# Miso Notes -*- mode: outline -*-
#
# $Id$

* Notes
Consider making MISO sufficiently sophisticated to allow the cluster stuff
to be implemented as an extension. This would included allowing the XML
scene stuff to allow extensions, the scene editor to allow extensions and
of course extending the MisoScene class itself.

* Discussion
Date: 07/10/01
Venue: General discussion in vast sweeping loft area.
Participants: mdb, shaper.

Main game play uses an isometric graphical view to display the current
game area.  This section of the screen is referred to as the "scene"
hereafter.

Targetting a screen resolution of 800x600.  Toolbar and info areas may
be on the right side of the screen, below, or both, still TBD.  Scene
display area will be either 600x600 or 640x480 correspondingly.  Will
use JDK 1.2 or 1.3 allowing us to make use of Java 2D and the new Java
Sound APIs, among other happy things.

Scenes are non-scrollable.  Exits are expected to be placed largely,
though not exclusively, around the borders of the scene (esp. at
building entrances.)  Moving the mouse over an exit causes an arrow to
appear flashing to illustrate that clicking on the exit will move the
player to a new scene.

Characters will be displayed in the scene using "fine" coordinates (an
additional grid within each tile) to allow them to move smoothly.

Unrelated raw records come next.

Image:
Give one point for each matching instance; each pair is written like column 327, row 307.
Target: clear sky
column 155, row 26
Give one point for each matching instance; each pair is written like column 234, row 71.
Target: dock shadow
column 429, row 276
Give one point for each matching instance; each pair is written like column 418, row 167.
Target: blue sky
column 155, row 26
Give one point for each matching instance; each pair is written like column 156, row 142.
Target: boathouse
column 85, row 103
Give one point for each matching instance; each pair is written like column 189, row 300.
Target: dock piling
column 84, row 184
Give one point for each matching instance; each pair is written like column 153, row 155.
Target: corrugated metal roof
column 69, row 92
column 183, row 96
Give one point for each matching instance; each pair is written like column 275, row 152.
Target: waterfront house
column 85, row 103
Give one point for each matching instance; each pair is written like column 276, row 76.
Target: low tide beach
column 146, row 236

TBD: art details, how many frames of animation, what kinds of things
can be carried, paper-doll-ing of character clothing, possibility of
color-replacement to allow increased re-use of clothing art.

* Design
** Scene Description
- sid: unique scene identifier
- name: scene name
- version: scene description file format version
- tile array: full NxM set of tiles for L0, sparse for L1+
- hot spots: the "zones" wherein people congregate in each scene, a set 
  of scene coords
- exits: set of scene coords and associated sids that the exits lead to

** Potential Classes
SceneIDBroker: dynamic scene creation and obtaining/tracking scene ids
SceneManager: scene retrieval, caching
TileManager: tile retrieval, caching
Config: tileset/tile info

** Tile Sets and Tiles
General high-level categories of tiles:

3 * outside (three prospective themes)
    ship    } item (potentially present in all)
    house

Tiles will be identified by a combination of a 16-bit tile set id and
a 16-bit tile id within that set.

Estimating:

400 tiles per scene
1000 scenes = (approx) 1.6 MB (highly compressible)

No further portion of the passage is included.